After completing her PhD at IRB on the development of anode materials for lithium-ion batteries, Dr Raić furthered her expertise at the Chemical Institute in Ljubljana, in the Laboratory for Advanced Battery Systems. Her experience spans national and international projects, funded by Croatian and European bodies and carried out alongside renowned researchers and research centres. All this has built a solid foundation for her current work: developing batteries that are more efficient, longer-lasting and sustainable.

A Battery That Can Withstand the Arctic and the Sahara?

“I’ve always been drawn to the idea of using my knowledge to create solutions that have a tangible impact on everyday life,” says Matea. And this isn’t mere rhetoric. Her scientific portfolio is firmly rooted in applicability, from researching silicon nanostructures for lithium-ion batteries to developing new electrolytes for aluminium and magnesium systems.
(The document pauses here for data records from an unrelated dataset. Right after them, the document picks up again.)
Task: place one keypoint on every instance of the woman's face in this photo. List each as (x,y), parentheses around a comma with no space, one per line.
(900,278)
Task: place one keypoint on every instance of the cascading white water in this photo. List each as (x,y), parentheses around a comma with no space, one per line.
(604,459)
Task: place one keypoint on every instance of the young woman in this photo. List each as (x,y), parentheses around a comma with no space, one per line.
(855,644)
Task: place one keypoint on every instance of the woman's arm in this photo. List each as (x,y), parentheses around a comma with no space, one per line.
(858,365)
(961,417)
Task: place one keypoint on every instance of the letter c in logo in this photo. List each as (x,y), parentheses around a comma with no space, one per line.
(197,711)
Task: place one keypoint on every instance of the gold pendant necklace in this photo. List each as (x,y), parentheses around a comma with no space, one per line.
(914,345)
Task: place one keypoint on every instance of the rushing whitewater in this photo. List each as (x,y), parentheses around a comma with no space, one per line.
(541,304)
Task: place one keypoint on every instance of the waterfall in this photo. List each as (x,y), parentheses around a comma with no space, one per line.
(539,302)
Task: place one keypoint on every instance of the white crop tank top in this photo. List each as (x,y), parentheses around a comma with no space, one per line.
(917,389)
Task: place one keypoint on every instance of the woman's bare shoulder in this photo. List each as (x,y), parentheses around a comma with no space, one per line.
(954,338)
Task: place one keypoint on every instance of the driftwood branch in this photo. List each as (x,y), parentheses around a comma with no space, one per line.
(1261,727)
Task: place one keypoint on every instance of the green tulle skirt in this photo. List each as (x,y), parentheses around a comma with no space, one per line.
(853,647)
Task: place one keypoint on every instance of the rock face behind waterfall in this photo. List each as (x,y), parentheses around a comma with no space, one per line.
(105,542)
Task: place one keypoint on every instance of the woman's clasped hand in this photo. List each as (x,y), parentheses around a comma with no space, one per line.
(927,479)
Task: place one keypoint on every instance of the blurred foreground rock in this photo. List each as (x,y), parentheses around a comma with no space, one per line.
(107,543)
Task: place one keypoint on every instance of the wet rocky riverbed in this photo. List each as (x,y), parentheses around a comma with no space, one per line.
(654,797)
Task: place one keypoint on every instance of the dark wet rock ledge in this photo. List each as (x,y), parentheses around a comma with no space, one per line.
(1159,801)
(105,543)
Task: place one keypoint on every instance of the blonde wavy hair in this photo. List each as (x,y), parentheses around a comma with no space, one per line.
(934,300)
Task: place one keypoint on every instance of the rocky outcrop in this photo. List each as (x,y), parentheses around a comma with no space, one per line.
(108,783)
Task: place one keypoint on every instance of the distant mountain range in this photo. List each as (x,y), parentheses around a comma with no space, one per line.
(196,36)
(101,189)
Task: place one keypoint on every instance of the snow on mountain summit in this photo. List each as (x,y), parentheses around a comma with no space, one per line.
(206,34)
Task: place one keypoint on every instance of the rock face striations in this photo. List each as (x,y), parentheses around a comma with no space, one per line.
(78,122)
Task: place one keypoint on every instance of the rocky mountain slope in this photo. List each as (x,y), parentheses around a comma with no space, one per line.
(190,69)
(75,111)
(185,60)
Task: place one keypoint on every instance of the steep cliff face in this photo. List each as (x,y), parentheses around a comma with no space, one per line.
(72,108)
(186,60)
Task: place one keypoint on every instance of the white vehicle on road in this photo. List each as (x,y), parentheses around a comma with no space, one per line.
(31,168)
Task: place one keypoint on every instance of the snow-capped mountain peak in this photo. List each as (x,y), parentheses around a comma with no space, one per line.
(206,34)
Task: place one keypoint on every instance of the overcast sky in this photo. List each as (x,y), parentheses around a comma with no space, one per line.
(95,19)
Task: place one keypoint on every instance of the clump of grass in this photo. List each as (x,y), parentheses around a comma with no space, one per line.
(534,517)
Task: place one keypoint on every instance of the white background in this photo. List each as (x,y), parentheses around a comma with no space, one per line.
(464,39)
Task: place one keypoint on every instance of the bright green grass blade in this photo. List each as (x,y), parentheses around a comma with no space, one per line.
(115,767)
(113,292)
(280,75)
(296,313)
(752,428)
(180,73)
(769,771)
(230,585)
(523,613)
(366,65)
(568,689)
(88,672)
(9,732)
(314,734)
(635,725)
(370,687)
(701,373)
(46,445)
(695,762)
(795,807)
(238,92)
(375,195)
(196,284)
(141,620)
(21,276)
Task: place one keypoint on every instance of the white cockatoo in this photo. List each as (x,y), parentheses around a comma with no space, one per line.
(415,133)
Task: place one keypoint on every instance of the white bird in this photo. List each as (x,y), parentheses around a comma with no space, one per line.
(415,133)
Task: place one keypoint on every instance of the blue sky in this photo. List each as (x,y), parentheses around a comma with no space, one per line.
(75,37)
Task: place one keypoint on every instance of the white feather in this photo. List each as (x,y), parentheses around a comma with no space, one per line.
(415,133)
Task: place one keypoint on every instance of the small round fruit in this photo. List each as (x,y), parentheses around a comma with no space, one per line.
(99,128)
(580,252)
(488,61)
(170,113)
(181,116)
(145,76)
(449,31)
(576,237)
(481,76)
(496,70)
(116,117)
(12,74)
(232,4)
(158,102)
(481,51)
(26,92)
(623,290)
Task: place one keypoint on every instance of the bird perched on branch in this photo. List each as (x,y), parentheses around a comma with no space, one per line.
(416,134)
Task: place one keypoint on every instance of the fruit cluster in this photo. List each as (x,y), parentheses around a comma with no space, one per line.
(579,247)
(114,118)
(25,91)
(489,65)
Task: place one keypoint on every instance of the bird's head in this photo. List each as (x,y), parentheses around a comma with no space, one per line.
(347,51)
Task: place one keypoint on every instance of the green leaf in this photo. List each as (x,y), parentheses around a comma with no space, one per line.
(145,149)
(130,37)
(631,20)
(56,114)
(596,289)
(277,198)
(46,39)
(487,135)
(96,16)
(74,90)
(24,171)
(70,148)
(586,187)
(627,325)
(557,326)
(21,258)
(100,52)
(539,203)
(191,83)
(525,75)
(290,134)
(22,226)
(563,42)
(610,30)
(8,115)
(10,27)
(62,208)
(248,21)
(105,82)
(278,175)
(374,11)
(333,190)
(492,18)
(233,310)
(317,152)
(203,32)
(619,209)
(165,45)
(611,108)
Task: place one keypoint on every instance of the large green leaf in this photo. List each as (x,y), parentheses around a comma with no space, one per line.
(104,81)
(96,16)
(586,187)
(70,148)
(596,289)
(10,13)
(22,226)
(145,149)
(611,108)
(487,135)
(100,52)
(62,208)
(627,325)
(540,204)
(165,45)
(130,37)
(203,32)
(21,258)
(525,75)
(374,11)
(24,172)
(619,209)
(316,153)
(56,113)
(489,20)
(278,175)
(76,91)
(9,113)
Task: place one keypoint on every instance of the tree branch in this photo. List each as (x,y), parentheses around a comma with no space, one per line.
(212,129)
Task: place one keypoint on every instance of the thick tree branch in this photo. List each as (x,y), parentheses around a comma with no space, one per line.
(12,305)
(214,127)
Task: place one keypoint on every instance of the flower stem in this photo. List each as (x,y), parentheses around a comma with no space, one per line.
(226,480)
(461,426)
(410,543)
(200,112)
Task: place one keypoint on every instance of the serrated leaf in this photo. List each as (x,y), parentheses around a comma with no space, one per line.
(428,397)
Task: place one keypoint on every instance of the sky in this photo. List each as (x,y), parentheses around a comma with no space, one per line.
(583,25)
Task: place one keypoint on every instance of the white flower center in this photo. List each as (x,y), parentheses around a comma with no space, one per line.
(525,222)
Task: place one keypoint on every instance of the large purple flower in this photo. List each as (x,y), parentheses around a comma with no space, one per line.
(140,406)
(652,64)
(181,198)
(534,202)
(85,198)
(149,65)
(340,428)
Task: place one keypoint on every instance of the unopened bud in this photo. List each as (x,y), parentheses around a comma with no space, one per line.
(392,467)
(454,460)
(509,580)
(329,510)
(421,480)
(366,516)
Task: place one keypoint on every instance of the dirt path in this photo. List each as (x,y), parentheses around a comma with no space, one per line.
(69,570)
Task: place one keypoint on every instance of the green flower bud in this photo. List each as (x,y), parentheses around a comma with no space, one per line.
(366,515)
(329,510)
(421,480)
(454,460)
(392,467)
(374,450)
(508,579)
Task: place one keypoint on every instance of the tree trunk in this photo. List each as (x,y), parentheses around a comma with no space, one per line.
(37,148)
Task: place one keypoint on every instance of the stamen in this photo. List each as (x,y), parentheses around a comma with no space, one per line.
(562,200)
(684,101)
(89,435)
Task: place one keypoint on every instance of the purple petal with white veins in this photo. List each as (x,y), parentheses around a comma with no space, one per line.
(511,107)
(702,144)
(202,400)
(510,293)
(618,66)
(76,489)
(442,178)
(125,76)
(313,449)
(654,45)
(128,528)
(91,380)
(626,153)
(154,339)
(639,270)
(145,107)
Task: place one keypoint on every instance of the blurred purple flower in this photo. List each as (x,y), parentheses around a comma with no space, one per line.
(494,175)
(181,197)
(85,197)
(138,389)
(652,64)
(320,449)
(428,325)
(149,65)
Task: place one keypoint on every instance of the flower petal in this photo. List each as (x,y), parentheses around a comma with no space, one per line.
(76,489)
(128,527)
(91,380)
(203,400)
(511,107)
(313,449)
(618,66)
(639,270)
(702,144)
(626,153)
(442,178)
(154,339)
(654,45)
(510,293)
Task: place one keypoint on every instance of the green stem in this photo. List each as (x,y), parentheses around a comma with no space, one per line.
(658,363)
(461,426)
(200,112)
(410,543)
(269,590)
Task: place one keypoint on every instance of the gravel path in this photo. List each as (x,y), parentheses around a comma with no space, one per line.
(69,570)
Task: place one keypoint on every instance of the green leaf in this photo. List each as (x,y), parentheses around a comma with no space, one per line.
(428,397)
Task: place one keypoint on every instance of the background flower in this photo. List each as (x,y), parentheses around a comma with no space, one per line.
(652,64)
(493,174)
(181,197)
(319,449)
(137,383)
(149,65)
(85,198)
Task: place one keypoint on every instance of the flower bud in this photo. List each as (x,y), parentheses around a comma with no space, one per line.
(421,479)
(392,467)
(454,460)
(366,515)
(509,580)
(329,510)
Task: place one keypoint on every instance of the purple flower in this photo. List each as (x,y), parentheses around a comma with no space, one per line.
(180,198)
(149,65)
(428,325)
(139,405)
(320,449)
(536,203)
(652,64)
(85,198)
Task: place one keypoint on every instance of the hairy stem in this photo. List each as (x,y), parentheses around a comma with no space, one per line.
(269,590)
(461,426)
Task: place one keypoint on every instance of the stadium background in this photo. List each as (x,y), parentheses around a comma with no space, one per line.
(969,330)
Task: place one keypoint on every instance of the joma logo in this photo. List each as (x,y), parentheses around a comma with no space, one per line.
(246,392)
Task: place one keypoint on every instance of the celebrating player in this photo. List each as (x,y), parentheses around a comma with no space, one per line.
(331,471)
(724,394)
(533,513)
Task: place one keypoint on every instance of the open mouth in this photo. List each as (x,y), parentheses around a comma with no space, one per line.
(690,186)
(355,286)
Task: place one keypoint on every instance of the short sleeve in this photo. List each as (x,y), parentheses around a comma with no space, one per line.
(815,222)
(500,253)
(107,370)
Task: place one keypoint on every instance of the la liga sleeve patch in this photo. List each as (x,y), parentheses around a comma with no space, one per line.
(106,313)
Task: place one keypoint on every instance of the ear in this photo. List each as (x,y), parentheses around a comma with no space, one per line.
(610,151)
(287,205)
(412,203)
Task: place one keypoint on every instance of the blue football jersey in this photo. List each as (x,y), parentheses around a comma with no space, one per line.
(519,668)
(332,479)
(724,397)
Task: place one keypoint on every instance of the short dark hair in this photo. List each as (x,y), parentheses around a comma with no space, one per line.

As part of the LionBat project, the team has set an even more ambitious goal: the holy grail of lithium-ion technology. The primary aim of LionBat is to increase the energy density of existing lithium-ion batteries. The project focuses on developing cells that meet the targets set by the European Commission: storing over 400 Wh/kg, enduring more than 3 000 charge-discharge cycles, and operating reliably in extreme conditions – from icy −40 °C to scorching 80 °C.

Moreover, the scientists are pioneering new methods to apply the active materials – the components that actually store energy – more uniformly onto the metal substrates that form the electrodes.
Why does this matter? Because a more even structure means a more stable battery and a longer service life. In other words, the laboratory isn’t just creating a new battery but optimising a technology that could become pivotal in the transition to a greener, more sustainable future.

Industry Collaboration: From Lab to Market

The LionBat project is no solitary scientific endeavour but a tripartite alliance of academia and industry. The Ruđer Bošković Institute, the Faculty of Chemical Engineering and Technology, and the company Sunceco have joined forces to transform laboratory findings into concrete technological solutions. While collaborations between academia and the private sector in Croatia often remain declarative, this one appears to be the exception. “This synergy with industry not only gives the project strong potential to produce tangible outcomes, but also a sense of responsibility. Our solutions must be not only innovative, but feasible,” stresses Dr Raić.

Working with Sunceco allows for testing and validating results in real production environments, with the goal of achieving a Technology Readiness Level of 4, where scientific prototypes are converted into technologies ready for industrial development.

Inside the Battery: What Really Happens?

Dr Raić doesn’t stop at the battery’s external performance; her scientific curiosity delves into the complex processes occurring within during charge and discharge. This is where operando techniques come in – methods that allow real-time observation of changes inside the materials while the battery is operating.

“Looking ahead, one of the main challenges that fascinates me is gaining a deeper understanding of electrode-material mechanisms, especially during cycling. In that context, I would like to integrate operando techniques more fully into my research, as they enable monitoring of material changes in real time under conditions that simulate the battery’s actual environment. Such an approach provides insight into mechanisms and kinetics that can significantly contribute to material optimisation,” Dr Raić explains.

“It’s like seeing the inner workings of a clock for the first time – suddenly you understand why some cogs occasionally slip,” she adds.

Sustainability Is Non-Negotiable

From an economic standpoint, she is increasingly focused on sustainability, from material scalability to battery-system recycling. “We don’t just want good performance. We need materials that make sense in a circular-economy context – materials that won’t burden the environment as current technologies do. Sustainability and the circular economy are becoming vital aspects of energy storage, and I believe that integrating these principles into research and development will be key to the future of battery technology.”

Advice for Young Scientists: Patience, Skepticism and Curiosity

Here her scientific philosophy emerges: thorough, critical and interdisciplinary. Dr Raić does not romanticise science. On the contrary, she believes it is crucial to develop resilience, especially in the face of one’s own failures.

“I would advise young researchers aiming for a career in this dynamic and challenging field to cultivate critical thinking above all. In battery research, as in many other scientific areas, we often encounter flashy headlines and results that, upon closer scrutiny and expertise, do not always stand on solid ground. It’s important to distinguish truly significant, reliable findings from those that may not be, and to develop an awareness of context, methodology and reproducibility,” she emphasises, adding: “Poor results aren’t the end of the road. They highlight where deeper digging is needed. Science rarely progresses in a straight line; the best advances often come from mistakes we are willing to analyse.”

Her journey – from preparing silicon nanostructures in local laboratories to participating in international projects such as HEALORB and ADREBO in Slovenia – speaks of a scientist unafraid of complexity, and of a new generation of researchers. Ultimately, what drives Dr Matea Raić is not just curiosity or ambition, but the realisation that tiny particles – atoms, molecules, nanostructures – can create profound change. And it is these changes that will lead us to a greener, more sustainable future.

As the world races towards electrification, it may be at Ruđer – quietly and systematically – that the battery to make that future a reality is being built.